* Raised funds for the terrorist group Hezbollah
Ali Nasrallah was sentenced to six years in prison in 1999 for credit card fraud; he had devised the biggest credit card scam in U.S. history that netted an estimated $150 million in stolen goods. Working with a partner named Robert Diaz, Nasrallah contrived a scheme in 1994 to provide credit cards with fake IDs to crews that would travel across the U.S. to purchase high-end goods, especially laptop computers. In 1996, the two managed to get hold of between 10,000 and 30,000 blank credit cards on which they imprinted valid overseas account numbers. The crews who utilized the cards were recruited from the Latino community in New York and the Arab-American community in Dearborn, Michigan, which has a heavy Muslim population and has been the focus of FBI investigations.
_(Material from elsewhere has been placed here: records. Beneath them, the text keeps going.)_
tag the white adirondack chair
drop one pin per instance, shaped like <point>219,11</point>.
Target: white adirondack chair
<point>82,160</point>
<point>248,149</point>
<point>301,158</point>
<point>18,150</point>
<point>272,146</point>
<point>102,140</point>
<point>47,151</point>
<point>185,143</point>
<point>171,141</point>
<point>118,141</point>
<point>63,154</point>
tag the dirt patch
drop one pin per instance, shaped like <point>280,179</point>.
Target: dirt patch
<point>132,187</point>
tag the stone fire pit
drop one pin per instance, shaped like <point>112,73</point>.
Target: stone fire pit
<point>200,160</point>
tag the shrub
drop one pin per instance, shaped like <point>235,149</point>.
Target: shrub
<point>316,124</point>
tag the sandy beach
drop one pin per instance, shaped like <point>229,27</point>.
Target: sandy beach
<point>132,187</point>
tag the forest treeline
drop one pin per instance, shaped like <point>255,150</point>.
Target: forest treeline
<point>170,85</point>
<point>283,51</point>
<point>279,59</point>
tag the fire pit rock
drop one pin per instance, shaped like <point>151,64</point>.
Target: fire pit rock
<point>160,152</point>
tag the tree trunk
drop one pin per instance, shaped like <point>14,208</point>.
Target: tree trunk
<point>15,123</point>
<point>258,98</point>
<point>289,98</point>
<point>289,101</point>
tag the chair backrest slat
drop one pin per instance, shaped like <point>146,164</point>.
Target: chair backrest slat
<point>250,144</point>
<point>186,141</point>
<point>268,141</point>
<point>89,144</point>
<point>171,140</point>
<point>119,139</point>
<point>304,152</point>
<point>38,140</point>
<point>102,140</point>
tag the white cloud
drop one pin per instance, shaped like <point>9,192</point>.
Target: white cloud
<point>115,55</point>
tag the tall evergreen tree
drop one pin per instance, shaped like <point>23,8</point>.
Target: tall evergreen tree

Diaz was arrested after investigations by the U.S. Secret Service, and one of the scam crew members also provided information that led to Nasrallah, who is a U.S. citizen from Lebanon. This evidence led to a raid on Nasrallah’s home in Dearborn, where evidence of internet credit card fraud was also uncovered. The FBI says the credit card scheme was created to raise funds for Hezbollah. Despite claiming that he has no connection to Hezbollah, Nasrallah has been cooperating with federal agents by naming other Hezbollah operatives in the U.S. in exchange for a lighter sentence. According to Tom Matuszak, a local prosecutor who convicted Nasrallah, “This is no longer a credit card case, it’s a terrorism case.”